La Dialectique Transcendantale : Critique de la Métaphysique
La Dialectique transcendantale examine l'usage de la raison lorsqu'elle tente d'aller au-delà des limites de l'expérience et des catégories. La raison a tendance à concevoir une synthèse inconditionnelle spéculative. Kant se demande si la métaphysique est une science, c'est-à-dire si les jugements synthétiques a priori sont possibles en métaphysique.
Les trois idées spéculatives les plus générales de la métaphysique sont :
- L'Âme (synthèse inconditionnelle de toute l'expérience intérieure).
 - L'Univers (synthèse inconditionnelle de toute l'expérience externe).
 - Dieu (synthèse inconditionnelle de toutes les expériences internes et externes).
 
Kant consacre une critique à chacune de ces idées :
Critique de la Psychologie Rationnelle (L'Âme)
La critique de l'idée métaphysique de l'Âme révèle des paralogismes (erreurs de raisonnement).
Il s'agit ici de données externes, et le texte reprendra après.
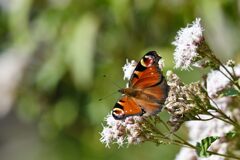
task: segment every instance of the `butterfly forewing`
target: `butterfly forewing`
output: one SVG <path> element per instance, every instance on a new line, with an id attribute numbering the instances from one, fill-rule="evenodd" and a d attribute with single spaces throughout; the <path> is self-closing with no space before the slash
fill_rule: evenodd
<path id="1" fill-rule="evenodd" d="M 158 83 L 162 76 L 158 66 L 160 58 L 155 51 L 148 52 L 137 64 L 129 81 L 129 87 L 140 89 Z"/>
<path id="2" fill-rule="evenodd" d="M 163 78 L 160 70 L 156 66 L 148 67 L 144 72 L 138 73 L 138 75 L 138 78 L 133 78 L 135 81 L 130 84 L 130 87 L 137 89 L 148 88 L 157 85 Z"/>

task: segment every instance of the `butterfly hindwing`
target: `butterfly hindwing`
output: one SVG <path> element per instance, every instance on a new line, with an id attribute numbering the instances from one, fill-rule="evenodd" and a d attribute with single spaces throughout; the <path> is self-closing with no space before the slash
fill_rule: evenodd
<path id="1" fill-rule="evenodd" d="M 146 101 L 142 99 L 136 99 L 138 104 L 141 104 L 144 112 L 148 115 L 154 115 L 162 110 L 162 105 L 157 102 Z"/>
<path id="2" fill-rule="evenodd" d="M 164 102 L 168 96 L 169 86 L 165 79 L 156 86 L 149 87 L 143 90 L 143 94 L 147 95 L 148 101 L 136 100 L 137 103 L 141 104 L 144 111 L 149 114 L 156 114 L 162 110 Z"/>
<path id="3" fill-rule="evenodd" d="M 168 96 L 169 86 L 165 78 L 162 78 L 155 86 L 143 89 L 143 93 L 150 97 L 149 99 L 159 104 L 163 104 Z"/>
<path id="4" fill-rule="evenodd" d="M 132 115 L 142 115 L 142 108 L 129 96 L 123 96 L 114 106 L 112 115 L 115 119 L 124 119 Z"/>

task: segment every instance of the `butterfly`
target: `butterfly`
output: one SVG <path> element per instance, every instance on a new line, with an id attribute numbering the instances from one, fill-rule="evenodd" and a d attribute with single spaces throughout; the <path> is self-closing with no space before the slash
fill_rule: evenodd
<path id="1" fill-rule="evenodd" d="M 112 109 L 116 120 L 134 115 L 154 115 L 161 111 L 169 86 L 159 67 L 160 59 L 156 51 L 150 51 L 138 62 L 128 87 L 119 90 L 122 97 Z"/>

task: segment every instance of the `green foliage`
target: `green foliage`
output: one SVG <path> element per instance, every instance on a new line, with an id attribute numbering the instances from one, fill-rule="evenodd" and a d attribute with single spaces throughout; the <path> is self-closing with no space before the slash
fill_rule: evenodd
<path id="1" fill-rule="evenodd" d="M 209 157 L 211 153 L 208 152 L 208 148 L 211 146 L 213 142 L 215 142 L 219 137 L 211 136 L 206 137 L 201 140 L 201 142 L 197 142 L 196 152 L 199 157 Z"/>
<path id="2" fill-rule="evenodd" d="M 233 139 L 235 137 L 239 136 L 239 134 L 236 131 L 231 131 L 226 134 L 226 138 Z"/>
<path id="3" fill-rule="evenodd" d="M 239 96 L 239 95 L 240 95 L 240 92 L 234 87 L 225 89 L 221 94 L 221 96 L 223 96 L 223 97 L 225 97 L 225 96 L 234 97 L 234 96 Z"/>

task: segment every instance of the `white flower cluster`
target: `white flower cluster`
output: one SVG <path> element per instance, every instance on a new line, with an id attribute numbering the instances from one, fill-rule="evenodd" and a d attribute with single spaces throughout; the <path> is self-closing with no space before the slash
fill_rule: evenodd
<path id="1" fill-rule="evenodd" d="M 201 19 L 197 18 L 192 24 L 178 31 L 172 44 L 176 47 L 174 51 L 175 67 L 181 69 L 191 68 L 191 64 L 198 56 L 197 48 L 203 39 L 203 28 Z"/>
<path id="2" fill-rule="evenodd" d="M 235 76 L 240 77 L 240 65 L 237 65 L 233 68 L 228 66 L 225 66 L 225 67 L 228 69 L 228 71 L 231 74 L 234 74 Z M 208 92 L 208 95 L 212 98 L 217 96 L 219 91 L 222 91 L 230 84 L 229 74 L 223 69 L 223 67 L 220 67 L 220 71 L 213 70 L 210 73 L 208 73 L 207 92 Z M 227 75 L 229 78 L 227 78 L 225 75 Z"/>
<path id="3" fill-rule="evenodd" d="M 119 147 L 124 144 L 139 144 L 145 140 L 142 136 L 141 116 L 131 116 L 124 120 L 115 120 L 112 115 L 107 115 L 106 126 L 103 126 L 100 141 L 110 147 L 110 143 L 117 143 Z"/>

C'est un argument fallacieux qui utilise la catégorie de substance et d'accident au-delà de l'expérience, en se référant à une synthèse de l'expérience intérieure du temps.
Critique de la Cosmologie Rationnelle (L'Univers)
La critique de l'idée métaphysique de l'Univers révèle des antinomies (contradictions). Lorsque nous faisons des propositions métaphysiques sur l'univers (par exemple, s'il a commencé ou non dans le temps, si la matière est infiniment divisible ou non), des contradictions apparaissent, car une proposition et son contraire peuvent être établies avec la même valeur probante.
Critique de la Théologie Rationnelle (Dieu)
La critique de l'idée métaphysique de Dieu révèle des erreurs d'application des catégories. Les preuves historiques de l'existence de Dieu impliquent un usage abusif des catégories qui ne s'appliquent qu'aux objets donnés dans l'espace et le temps. Par exemple, appliquer la catégorie d'existence ou de causalité à Dieu est un abus de la notion empirique de finalité.
Conclusions de la Dialectique Transcendantale
- Il n'y a pas de jugements synthétiques a priori valides en métaphysique. La métaphysique n'est pas une science, mais une illusion transcendantale.
 - Les catégories ne sont pas applicables en dehors du cadre de l'expérience, c'est-à-dire au-delà de ce qui est donné dans l'espace et le temps. Nous ne pouvons connaître que les phénomènes, et non les choses en soi (les noumènes).
 - La métaphysique peut avoir un usage régulateur : un usage négatif (critère de séparation entre la connaissance scientifique et la non-scientifique) et un usage positif (encourage la recherche scientifique).
 - La métaphysique n'a aucune validité pour l'usage théorique de la raison, mais elle est essentielle pour l'usage pratique, c'est-à-dire l'éthique.